Abraham grew up learning to sail from the Douws who were well-represented among Hudson River skippers. His long career spanned much of the eighteenth century during which he was among the most active of the Albany-based Hudson River sloop captains.
The couple set up their household in the third ward - near the waterfront and the homes of Albany's other river people. Douw established his Albany credentials by serving as firemaster in 1738 and qualifying to vote in 1742. In 1748, he was elected third ward alderman. He was re-elected eleven times - serving until 1760. By the 1750s, he was a Market Street mainstay - skipper, trader, and Dutch church member.

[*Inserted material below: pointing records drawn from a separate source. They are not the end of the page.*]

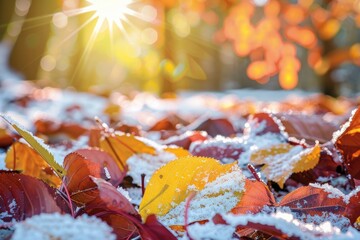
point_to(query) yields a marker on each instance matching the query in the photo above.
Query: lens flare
(111, 10)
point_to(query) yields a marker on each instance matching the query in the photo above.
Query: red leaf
(353, 206)
(220, 149)
(348, 144)
(329, 166)
(314, 201)
(48, 127)
(105, 161)
(153, 230)
(108, 198)
(271, 124)
(256, 196)
(23, 196)
(80, 186)
(312, 128)
(163, 124)
(214, 127)
(186, 139)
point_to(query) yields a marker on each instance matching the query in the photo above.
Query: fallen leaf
(171, 184)
(78, 178)
(38, 145)
(23, 158)
(280, 161)
(214, 127)
(311, 128)
(255, 197)
(312, 201)
(106, 161)
(23, 196)
(123, 146)
(347, 140)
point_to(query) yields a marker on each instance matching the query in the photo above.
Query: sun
(113, 11)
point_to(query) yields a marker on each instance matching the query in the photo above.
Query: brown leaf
(348, 143)
(312, 128)
(123, 146)
(105, 161)
(256, 196)
(314, 201)
(108, 198)
(78, 178)
(23, 158)
(23, 196)
(214, 127)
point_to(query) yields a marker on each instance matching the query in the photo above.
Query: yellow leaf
(23, 158)
(280, 161)
(38, 145)
(171, 184)
(195, 70)
(121, 147)
(178, 151)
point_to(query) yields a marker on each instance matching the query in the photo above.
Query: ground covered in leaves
(75, 166)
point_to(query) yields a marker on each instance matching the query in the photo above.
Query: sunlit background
(171, 45)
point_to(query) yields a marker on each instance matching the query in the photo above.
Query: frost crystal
(62, 227)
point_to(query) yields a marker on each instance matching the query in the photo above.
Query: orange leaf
(256, 196)
(347, 140)
(78, 178)
(121, 147)
(171, 184)
(280, 161)
(23, 158)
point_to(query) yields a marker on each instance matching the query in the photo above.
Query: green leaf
(38, 145)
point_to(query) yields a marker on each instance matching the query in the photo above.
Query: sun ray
(89, 46)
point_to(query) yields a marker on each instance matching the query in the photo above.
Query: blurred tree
(31, 43)
(6, 12)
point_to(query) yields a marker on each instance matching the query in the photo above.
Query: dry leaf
(280, 161)
(121, 147)
(23, 158)
(171, 184)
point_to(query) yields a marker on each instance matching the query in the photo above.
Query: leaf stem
(69, 199)
(187, 207)
(254, 173)
(143, 184)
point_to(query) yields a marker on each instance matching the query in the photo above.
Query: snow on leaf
(311, 128)
(21, 157)
(115, 175)
(218, 196)
(77, 180)
(38, 145)
(123, 146)
(109, 198)
(23, 196)
(256, 196)
(62, 227)
(280, 161)
(347, 141)
(284, 226)
(171, 184)
(313, 200)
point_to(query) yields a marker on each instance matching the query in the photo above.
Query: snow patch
(219, 196)
(62, 227)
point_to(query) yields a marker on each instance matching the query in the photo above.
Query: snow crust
(219, 196)
(62, 227)
(279, 220)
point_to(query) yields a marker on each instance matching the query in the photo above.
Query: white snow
(279, 220)
(62, 227)
(147, 164)
(219, 196)
(247, 144)
(344, 127)
(2, 160)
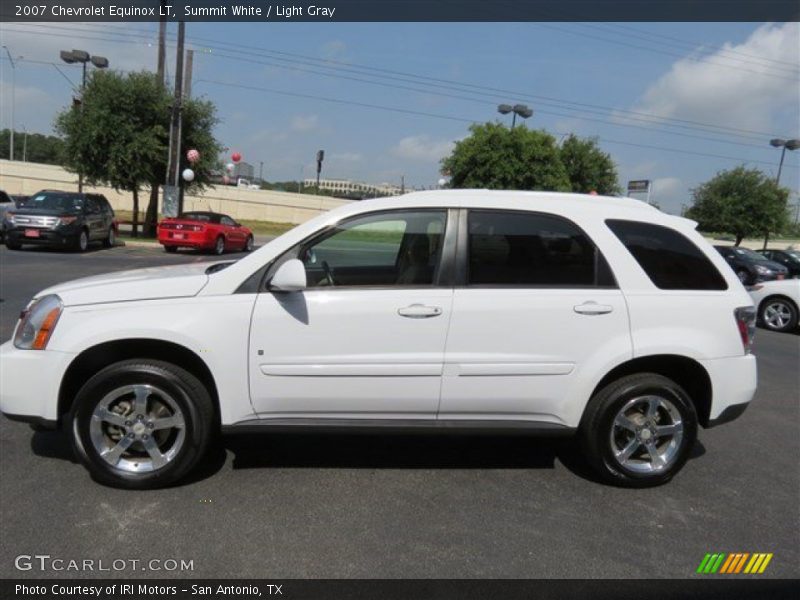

His prominence was based on the association with Pieter Winne in the river trade where he took over for the assemblyman and later inherited Winne's sloop and rigging - as well as his home and stables. Captain Douw carried cargoes and dispatches during the last two colonial wars and throughout the period for Sir William Johnson and others. Through Johnson, he was appointed to the county court.
In 1741, Douw and Winne were partners in the Sacandaga Patent.
In 1761, Abraham married widow Catharina Lansing. Over the next decades, he became more of a businessman and real estate trader. During that time, he acquired additional Albany acreage as well as shares in tracts in the upper Mohawk and Hudson Valleys. His son, Peter Winne Douw, ran the sloop and later followed Abraham to the city council. Too old for service during the War for Independence, the septuagenarian was a respected Albany patriot, "gentleman," landlord, dock owner, and later superintendent of docks.
Abraham Douw filed his will in May 1787. It named his second wife Catherine, sons Volkert and Peter, and daughters Elsie Fonda and Margaret Ten Eyck as his heirs. He died in December 1787 in his seventy-eighth year.